Obesity is also associated with sleep apnea, a breathing disorder characterized by brief interruptions of breathing during sleep. There is some evidence that sleep apnea may have a role in the development of asthma: in obese persons with identical BMIs, severe asthmatics had a higher rate of sleep apnea than moderate asthmatics.
More Possible Reasons for the Link
- Genetics. Mutations have been found in certain chromosomal regions in individuals who have asthma and who are obese. These regions contain genes for receptors relevant to both asthma and obesity. One gene, for instance, controls both airway tone and metabolic rate. Other mutations have been found in regions associated with inflammatory mediators.
- Mechanical factors. Mechanical—that is, having mostly to do with physical dynamics—factors undoubtedly have something to do with the increased risk of asthma in the obese. Because the chest wall bears large amounts of excess weight, it is more difficult for the chest of an obese person to rise and fall. Having excess fat in the abdomen also raises the diaphragm and limits its motion. This makes it more difficult for the individual to inhale and exhale deeply and leads to a lower overall lung capacity, causing wheezing and shortness of breath and possibly contributing to asthma.

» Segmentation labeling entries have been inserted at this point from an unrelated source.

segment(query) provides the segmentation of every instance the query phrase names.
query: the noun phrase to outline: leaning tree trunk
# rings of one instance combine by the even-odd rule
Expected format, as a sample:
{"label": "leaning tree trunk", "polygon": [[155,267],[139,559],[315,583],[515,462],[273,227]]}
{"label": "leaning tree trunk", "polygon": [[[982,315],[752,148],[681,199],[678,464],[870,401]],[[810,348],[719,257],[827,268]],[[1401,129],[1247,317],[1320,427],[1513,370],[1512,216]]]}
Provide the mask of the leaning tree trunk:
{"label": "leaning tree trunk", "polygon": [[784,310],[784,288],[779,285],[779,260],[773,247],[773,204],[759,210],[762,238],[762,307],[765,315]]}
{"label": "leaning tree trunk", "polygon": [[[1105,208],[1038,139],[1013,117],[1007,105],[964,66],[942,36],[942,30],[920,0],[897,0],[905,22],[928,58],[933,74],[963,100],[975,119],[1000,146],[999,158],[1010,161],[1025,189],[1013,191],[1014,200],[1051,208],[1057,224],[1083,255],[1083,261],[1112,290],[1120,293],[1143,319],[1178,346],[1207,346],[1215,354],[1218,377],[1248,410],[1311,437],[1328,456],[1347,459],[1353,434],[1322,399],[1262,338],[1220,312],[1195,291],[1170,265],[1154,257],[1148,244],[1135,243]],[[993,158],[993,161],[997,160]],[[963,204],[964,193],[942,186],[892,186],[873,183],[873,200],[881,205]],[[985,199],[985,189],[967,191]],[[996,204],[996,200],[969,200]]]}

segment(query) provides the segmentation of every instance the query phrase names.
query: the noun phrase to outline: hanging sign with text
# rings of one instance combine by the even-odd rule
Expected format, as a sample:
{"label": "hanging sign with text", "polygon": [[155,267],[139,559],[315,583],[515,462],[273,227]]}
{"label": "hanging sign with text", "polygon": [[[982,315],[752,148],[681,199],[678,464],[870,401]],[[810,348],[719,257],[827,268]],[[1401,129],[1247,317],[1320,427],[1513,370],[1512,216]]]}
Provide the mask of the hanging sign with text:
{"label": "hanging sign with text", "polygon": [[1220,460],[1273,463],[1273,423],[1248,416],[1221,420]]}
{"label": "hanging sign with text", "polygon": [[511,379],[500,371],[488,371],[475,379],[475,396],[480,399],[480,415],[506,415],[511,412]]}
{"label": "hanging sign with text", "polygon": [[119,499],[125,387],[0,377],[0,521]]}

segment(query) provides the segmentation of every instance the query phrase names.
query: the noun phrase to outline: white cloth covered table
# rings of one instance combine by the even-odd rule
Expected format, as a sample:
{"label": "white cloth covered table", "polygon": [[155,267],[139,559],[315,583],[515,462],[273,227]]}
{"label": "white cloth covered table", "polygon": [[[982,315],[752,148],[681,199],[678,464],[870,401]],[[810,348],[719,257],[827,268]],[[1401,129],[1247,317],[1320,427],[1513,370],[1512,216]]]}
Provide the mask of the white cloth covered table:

- Hormones. Fatty tissue produces many different hormones that have a strong effect on the body’s functioning and may contribute to asthma. One hormone in particular, leptin, seems implicated in asthmatic inflammation. Leptin is found at high levels in people with asthma. It has an overall pro-inflammatory effect. It activates pro-inflammatory cells, promotes T-helper 1 responses, and mediates the production of the other pro-inflammatory cytokines, such as tumor necrosis factor-a, interleukin (IL)-2, and IL-6.
Leptin also stimulates the growth of blood vessels and recruits monocytes and macrophages (types of white blood cells). An increase in leptin levels may cause an imbalance between the production of Th1 and Th2 cytokines. This imbalance is implicated in the development of asthma.
- Misdiagnosis. Up to a third of obese people who have been diagnosed with asthma do not actually have it. As explained above, having a great deal of weight pressing on the chest can lead to wheezing and shortness of breath, symptoms that may be misdiagnosed as asthma.